Shuffle Faster Please!

Andy reported that in the shuffle QA some functions take a long time:

m9249   “4½ days so far”
rankop  21.5 hours
m12466  26.3 hours
points  7.2 hours

Background: Shuffle QA is an intensification of the normal QA. The suite of over 1800 QA functions is run under shuffle, whereby every getspace (memory allocation) is followed by every APL array in the workspace being shifted (“shuffled”) and by a simple workspace integrity check. The purpose is to uncover memory reads/writes which are rendered unsafe by events which in normal operations are rare.

m9249

m9249 tests +\[a], ×\[a], ⌈\[a], and ⌊\[a]. It ran in under 3 seconds in normal operations; for it to take more than 4½ days under shuffle, getspace is clearly the dominant resource and hereafter we focus on that.
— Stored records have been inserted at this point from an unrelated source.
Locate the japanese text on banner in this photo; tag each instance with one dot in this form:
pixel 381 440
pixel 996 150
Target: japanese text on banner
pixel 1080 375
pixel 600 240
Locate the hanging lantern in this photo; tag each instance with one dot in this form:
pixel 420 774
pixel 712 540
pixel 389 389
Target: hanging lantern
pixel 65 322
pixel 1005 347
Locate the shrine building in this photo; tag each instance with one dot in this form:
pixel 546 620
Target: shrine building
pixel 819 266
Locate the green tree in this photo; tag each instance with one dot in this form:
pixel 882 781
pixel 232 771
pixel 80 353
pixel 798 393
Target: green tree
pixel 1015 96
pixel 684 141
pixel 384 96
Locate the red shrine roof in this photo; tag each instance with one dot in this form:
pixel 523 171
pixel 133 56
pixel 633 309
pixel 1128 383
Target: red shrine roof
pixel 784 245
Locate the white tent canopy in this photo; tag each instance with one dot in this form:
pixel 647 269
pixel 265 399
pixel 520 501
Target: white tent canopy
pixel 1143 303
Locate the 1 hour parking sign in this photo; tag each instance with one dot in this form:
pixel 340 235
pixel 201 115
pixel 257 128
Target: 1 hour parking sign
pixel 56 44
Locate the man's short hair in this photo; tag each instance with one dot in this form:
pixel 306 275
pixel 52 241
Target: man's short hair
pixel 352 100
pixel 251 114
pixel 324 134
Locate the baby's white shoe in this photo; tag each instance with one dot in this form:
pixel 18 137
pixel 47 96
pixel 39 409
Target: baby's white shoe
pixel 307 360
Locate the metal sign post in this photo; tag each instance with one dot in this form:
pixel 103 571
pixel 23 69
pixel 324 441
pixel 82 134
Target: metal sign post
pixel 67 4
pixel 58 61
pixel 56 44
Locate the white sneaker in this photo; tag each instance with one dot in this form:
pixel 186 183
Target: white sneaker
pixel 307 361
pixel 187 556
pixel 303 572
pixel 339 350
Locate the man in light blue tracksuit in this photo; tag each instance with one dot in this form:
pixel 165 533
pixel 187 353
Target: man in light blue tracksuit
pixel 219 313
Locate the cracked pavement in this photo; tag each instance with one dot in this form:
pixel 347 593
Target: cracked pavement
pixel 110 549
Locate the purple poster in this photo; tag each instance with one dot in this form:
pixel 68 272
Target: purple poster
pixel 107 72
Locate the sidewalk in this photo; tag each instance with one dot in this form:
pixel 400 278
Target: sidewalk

m9249 used expressions like:

assert (+⍀x) ≡ {⍺+⍵}⍀x

Since {⍺+⍵} is not recognized by the scan operator and therefore not supported by special code, {⍺+⍵}⍀x is done by the general O(n*2) algorithm for scans, AND on each scalar the operand {⍺+⍵} is invoked and a getspace is done. The improved, faster QA does this:

F ← {1≥≢⍵:⍵ ⋄ x ⍪ (¯1↑⍵) ⍺⍺⍨ ¯1↑x←⍺⍺ ∇∇ ¯1↓⍵}
assert (+⍀x) ≡ +F x

With such a change, the faster m9249 runs in 22 minutes under shuffle instead of over 4½ days, without any reduction in coverage.

The number of getspace are as follows: +⍀x takes O(1). The second expression {⍺+⍵}⍀x does ×\1↓⍴x separate scans, and each one takes O((≢x)*2) getspace; the total is therefore O(((≢x)*2)××/1↓⍴x) ←→ O((≢x)××/⍴x). The third expression +F is linear in ≢x and is therefore O(≢x) in the number of getspace. In m9249 the largest x has size 33 5 7. The following table shows the orders of complexity and what they imply for this largest x:

+⍀x O(1) 1
{⍺+⍵}⍀x O((≢x)××/⍴x) 38115 = 33 × ×/ 33 5 7
+F x O(≢x) 33

The ratio between 38115 and 33 goes a long way towards explaining why the time to run m9249 under shuffle was over 4½ days and is now 22 minutes. (Why does m9249 still take 22 minutes? It tests for the four functions + × ⌈ ⌊, for various axes, for different datatypes, and for different axis lengths.)

rankop

Another shuffle sluggard rankop took 47 hours. rankop tests expressions of the form f⍤r⊢yand x f⍤r⊢y for various functions f. The techniques used for reducing the number of getspace differ from function to function. We look at x↑⍤r⊢y as an illustration.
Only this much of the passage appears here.